The cost of insuring Dubai sovereign debt with credit default swaps fell to about $750,000 per $10 million of five-year debt, down from $920,000 to $950,000 on Sunday.
Dubai's benchmark stock index, which suffered a 72 percent plunge last year, advanced 7.91 percent.
Emaar Properties, a bellwether stock, soared 13.2 percent on news of the bond issue and a statement that it did not expect any further significant effect on its first-quarter results from the bankruptcy of its U.S. unit, John Laing Homes.
"The market was pricing in a Dubai bankruptcy, which was never the case," said Rami Sidani, head of investment for the Middle East and North Africa at Schroders Middle East. "Dubai is getting proper support from the federation, as it has a vital economic presence in the U.A.E. The U.A.E. has the reserves and oil surplus to be used in a rainy day, which is what we are going through today."

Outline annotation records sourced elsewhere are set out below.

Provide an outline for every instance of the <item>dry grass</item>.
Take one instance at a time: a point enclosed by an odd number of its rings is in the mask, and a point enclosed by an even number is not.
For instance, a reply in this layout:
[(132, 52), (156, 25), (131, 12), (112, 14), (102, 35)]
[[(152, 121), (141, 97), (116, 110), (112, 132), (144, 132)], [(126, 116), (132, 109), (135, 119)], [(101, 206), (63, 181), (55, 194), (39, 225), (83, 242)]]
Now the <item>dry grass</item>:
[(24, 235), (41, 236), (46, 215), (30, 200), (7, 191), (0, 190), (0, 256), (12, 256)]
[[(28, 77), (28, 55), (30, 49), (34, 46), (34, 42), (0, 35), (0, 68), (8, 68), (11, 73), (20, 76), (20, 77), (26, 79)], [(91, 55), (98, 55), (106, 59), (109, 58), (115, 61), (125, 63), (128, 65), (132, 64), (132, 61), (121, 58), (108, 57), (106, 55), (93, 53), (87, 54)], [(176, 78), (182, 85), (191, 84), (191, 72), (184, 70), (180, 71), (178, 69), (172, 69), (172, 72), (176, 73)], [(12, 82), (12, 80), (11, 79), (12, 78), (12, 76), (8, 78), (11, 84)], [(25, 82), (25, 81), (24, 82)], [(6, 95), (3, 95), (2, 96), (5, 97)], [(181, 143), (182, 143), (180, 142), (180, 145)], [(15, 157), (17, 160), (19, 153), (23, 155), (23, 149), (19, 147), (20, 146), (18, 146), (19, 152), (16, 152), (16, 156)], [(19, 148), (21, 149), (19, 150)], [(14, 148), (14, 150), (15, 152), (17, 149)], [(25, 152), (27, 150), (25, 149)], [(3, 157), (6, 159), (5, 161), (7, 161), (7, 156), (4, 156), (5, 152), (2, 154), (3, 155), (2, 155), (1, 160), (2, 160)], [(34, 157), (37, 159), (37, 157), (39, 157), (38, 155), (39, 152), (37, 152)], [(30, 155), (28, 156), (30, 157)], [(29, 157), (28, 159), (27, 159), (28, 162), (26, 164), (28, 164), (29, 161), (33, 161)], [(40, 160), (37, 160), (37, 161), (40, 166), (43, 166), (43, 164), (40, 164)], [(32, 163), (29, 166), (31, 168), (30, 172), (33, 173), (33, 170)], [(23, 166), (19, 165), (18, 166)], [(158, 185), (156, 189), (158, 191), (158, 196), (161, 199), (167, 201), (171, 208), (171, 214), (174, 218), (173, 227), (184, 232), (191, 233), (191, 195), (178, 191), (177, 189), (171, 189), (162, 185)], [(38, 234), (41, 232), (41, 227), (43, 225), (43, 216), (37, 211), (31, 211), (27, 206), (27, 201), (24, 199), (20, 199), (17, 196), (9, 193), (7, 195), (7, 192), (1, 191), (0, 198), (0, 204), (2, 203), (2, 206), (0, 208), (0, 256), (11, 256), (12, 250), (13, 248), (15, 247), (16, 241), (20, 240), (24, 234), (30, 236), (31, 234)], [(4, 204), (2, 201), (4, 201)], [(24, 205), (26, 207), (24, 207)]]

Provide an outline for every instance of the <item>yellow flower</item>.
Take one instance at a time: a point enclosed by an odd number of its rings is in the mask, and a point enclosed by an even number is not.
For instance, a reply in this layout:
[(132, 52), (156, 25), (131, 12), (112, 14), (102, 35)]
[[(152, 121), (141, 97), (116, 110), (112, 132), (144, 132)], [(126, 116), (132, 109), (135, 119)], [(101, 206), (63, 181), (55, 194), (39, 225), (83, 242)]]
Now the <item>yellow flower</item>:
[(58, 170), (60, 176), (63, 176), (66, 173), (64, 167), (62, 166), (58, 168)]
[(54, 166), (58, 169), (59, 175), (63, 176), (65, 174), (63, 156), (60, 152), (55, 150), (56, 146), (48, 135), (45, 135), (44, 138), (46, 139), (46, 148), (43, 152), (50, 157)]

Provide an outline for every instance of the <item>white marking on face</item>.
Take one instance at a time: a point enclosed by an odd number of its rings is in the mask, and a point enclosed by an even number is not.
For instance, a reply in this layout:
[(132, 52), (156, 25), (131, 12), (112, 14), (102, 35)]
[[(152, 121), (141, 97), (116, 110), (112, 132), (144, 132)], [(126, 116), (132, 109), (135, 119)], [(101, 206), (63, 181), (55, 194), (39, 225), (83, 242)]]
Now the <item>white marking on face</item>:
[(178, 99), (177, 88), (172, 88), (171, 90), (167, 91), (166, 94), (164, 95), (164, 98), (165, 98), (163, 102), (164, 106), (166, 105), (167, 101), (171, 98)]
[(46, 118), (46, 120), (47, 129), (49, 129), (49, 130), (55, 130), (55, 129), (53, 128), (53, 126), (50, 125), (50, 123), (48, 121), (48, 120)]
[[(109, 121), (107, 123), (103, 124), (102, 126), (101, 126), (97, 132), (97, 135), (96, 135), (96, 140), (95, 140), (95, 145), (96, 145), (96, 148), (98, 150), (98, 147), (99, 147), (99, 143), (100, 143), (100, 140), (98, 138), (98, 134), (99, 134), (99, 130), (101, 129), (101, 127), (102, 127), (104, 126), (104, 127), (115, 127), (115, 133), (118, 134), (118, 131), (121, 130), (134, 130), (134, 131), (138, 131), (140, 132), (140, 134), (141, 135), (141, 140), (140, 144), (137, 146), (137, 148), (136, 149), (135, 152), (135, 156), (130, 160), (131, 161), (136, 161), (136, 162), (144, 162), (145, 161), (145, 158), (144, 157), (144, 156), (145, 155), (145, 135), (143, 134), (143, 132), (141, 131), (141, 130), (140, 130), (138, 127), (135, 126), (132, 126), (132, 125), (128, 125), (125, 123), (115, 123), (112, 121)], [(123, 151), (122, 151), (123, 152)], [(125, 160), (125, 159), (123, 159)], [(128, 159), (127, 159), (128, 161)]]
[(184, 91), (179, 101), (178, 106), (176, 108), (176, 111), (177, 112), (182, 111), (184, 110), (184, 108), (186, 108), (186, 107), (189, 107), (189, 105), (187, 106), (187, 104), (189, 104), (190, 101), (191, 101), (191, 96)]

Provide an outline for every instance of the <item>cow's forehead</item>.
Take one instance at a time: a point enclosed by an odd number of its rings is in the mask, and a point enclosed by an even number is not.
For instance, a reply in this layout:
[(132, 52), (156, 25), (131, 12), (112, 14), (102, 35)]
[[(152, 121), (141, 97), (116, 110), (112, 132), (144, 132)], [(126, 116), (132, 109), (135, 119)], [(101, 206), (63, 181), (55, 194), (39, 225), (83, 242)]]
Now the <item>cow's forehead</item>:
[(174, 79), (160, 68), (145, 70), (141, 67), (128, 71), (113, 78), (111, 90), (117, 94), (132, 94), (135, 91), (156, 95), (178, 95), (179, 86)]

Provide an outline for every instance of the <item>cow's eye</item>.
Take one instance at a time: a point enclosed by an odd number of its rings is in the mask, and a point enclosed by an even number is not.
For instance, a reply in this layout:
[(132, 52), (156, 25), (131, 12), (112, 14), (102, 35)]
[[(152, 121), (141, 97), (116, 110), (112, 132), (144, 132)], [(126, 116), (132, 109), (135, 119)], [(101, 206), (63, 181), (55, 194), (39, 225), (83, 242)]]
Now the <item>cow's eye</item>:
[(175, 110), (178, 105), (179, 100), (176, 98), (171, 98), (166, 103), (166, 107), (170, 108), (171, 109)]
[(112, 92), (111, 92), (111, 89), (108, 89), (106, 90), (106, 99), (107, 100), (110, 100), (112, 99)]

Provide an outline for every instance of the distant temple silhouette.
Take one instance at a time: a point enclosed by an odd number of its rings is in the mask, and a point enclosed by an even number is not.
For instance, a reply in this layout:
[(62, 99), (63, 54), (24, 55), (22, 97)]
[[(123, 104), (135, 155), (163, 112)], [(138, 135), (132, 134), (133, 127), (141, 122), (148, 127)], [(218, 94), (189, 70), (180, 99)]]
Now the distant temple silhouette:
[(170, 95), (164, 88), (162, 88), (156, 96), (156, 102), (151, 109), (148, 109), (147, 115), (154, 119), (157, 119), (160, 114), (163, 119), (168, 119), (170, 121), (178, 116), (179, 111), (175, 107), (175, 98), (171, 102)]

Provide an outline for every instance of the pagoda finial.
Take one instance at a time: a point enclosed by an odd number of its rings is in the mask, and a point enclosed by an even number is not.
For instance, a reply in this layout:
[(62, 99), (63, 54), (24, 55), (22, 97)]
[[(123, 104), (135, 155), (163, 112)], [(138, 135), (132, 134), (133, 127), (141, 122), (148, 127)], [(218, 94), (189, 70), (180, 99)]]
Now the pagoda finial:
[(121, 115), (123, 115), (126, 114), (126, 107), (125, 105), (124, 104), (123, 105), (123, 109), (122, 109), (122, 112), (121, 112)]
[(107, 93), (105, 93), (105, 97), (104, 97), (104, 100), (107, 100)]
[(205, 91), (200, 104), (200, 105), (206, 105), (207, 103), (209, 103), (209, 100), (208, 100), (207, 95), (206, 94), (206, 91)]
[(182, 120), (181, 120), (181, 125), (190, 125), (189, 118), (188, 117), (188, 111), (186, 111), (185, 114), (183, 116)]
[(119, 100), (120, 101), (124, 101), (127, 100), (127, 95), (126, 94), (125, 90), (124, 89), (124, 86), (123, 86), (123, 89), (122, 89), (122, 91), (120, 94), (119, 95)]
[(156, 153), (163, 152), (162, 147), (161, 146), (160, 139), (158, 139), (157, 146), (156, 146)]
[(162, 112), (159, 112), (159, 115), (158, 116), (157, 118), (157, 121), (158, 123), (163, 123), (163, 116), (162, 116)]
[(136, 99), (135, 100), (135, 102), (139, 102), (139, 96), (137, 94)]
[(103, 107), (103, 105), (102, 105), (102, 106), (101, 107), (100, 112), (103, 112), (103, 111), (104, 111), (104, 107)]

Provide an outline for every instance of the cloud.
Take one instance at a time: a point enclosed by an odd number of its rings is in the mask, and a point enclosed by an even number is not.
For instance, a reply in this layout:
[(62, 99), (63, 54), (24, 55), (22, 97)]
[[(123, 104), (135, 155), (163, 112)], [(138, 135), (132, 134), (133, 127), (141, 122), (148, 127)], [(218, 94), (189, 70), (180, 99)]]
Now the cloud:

But analysts said $20 billion was not enough to meet the economic challenges facing Dubai, which threw itself onto the global stage by building the world's tallest tower, as well as islands shaped like palm fronds and the world map.
Property prices in Dubai have fallen at least a quarter from a peak in 2008, and banks have taken heavy provisions for bad loans and written down investment losses.
"We probably will see more response to help the economy," said Marios Maratheftis, regional head of research at Standard Chartered Bank. "I think what the economy needs is to provide it with liquidity so we can start seeing credit growth and so we can see the economy stand back on its feet."
The purchase of the Dubai debt adds to the array of tools the U.A.E. central bank can use to control monetary policy in a country that pegs its currency to the U.S. dollar, constraining its ability to intervene with the markets.
"The central bank can now buy and sell government securities to the banking system to control liquidity," said Nasser Saidi, chief economist at the Dubai International Financial Center.